En 1984, au volant de la Lotus-Renault 95T, Nigel Mansell avait laissé filé la victoire lors d’un Grand-Prix de Monaco noyé sous des trombes d’eau (que Senna terminera en deuxième position après l’interruption de la course). À Estoril, dans des conditions similaires, et peut-être pires encore, le brésilien va offrir à l’écurie de Ketteringham Hall une victoire entrée dans la légende. Et une véritable bouffée d’espoir. « Sa première victoire à Estoril, raconte Peter Warr, Team Manager de Lotus, a mis en lumière son approche rigoureusement honnête de la compétition, face au manque d’implication de Mansell. »
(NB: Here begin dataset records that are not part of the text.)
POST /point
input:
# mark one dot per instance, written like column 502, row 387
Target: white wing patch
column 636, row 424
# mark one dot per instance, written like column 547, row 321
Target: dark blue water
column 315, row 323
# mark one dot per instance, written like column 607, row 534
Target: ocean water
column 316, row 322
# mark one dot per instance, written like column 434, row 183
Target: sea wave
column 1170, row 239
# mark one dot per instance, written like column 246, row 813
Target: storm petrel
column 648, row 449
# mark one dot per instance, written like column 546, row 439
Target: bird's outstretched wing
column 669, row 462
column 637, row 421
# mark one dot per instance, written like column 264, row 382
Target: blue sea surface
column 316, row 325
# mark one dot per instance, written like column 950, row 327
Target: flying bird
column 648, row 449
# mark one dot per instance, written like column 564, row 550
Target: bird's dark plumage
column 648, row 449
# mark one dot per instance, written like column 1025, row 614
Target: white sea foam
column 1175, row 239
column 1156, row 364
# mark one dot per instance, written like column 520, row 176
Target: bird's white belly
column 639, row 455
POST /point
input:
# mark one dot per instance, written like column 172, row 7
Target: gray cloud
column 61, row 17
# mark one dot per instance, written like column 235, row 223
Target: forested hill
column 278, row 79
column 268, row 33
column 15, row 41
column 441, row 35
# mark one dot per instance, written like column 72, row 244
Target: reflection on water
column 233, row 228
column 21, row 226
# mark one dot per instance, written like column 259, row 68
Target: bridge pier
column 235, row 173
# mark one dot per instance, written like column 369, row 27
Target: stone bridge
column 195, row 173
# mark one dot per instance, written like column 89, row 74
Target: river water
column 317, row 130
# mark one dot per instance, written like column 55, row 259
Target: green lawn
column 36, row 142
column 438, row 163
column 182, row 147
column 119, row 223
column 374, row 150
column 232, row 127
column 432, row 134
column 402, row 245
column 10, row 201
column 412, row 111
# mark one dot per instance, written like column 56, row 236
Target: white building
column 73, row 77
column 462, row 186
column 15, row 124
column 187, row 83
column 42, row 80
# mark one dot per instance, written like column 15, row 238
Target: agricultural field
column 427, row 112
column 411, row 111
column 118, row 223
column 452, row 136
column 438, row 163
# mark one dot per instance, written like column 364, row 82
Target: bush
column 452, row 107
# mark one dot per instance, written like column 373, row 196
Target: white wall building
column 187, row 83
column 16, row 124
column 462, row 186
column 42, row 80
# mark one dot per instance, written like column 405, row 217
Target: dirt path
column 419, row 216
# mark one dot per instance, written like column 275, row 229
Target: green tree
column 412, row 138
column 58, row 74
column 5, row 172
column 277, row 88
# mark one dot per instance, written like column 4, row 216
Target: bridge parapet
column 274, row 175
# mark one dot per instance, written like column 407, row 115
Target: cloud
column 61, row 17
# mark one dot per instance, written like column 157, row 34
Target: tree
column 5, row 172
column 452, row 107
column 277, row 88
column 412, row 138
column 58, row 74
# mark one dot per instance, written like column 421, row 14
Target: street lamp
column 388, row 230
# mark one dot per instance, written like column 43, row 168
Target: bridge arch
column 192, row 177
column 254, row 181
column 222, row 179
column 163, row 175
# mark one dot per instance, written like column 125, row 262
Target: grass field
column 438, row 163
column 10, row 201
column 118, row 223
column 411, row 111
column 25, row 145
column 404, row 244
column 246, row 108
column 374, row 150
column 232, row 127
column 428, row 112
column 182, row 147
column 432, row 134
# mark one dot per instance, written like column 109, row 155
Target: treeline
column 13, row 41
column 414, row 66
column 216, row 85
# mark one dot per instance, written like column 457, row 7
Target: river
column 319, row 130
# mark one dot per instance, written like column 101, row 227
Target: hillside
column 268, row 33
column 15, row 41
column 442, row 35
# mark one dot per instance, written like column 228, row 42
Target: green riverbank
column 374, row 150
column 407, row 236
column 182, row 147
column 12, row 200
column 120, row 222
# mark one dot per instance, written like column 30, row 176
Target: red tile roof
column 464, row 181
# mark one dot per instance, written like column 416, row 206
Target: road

À l’arrivée, les photos témoignent encore aujourd’hui de l’explosion de joie qui résonne dans le stand Lotus. Peter Warr, tout bras levés comme jadis son mentor et prédécesseur Colin Chapman, accueille le pilote brésilien qui ne tient plus en place dans sa Lotus, harnais détaché, bras en l’air et criant de joie. Sont-ils conscients qu’il pleut encore ? Pas sûr, mais les pilotes survivants sont éreintés. « Sur le podium, ils sont tous frigorifiés, Tambay, Alboreto et lui » se souvient Froissart. Chez Lotus, si l’on est satisfait que le coéquipier de Senna, Elio de Angelis, soit arrivé quatrième, c’est bien Ayrton la star. « Cette victoire confirmait leurs espoirs et prouvait qu’il avait la capacité de gagner des courses ». Cette saison, le brésilien n’en remportera finalement que deux (avec le Grand-Prix de Spa) pour finir quatrième au classement général. Mais la légende est définitivement en marche.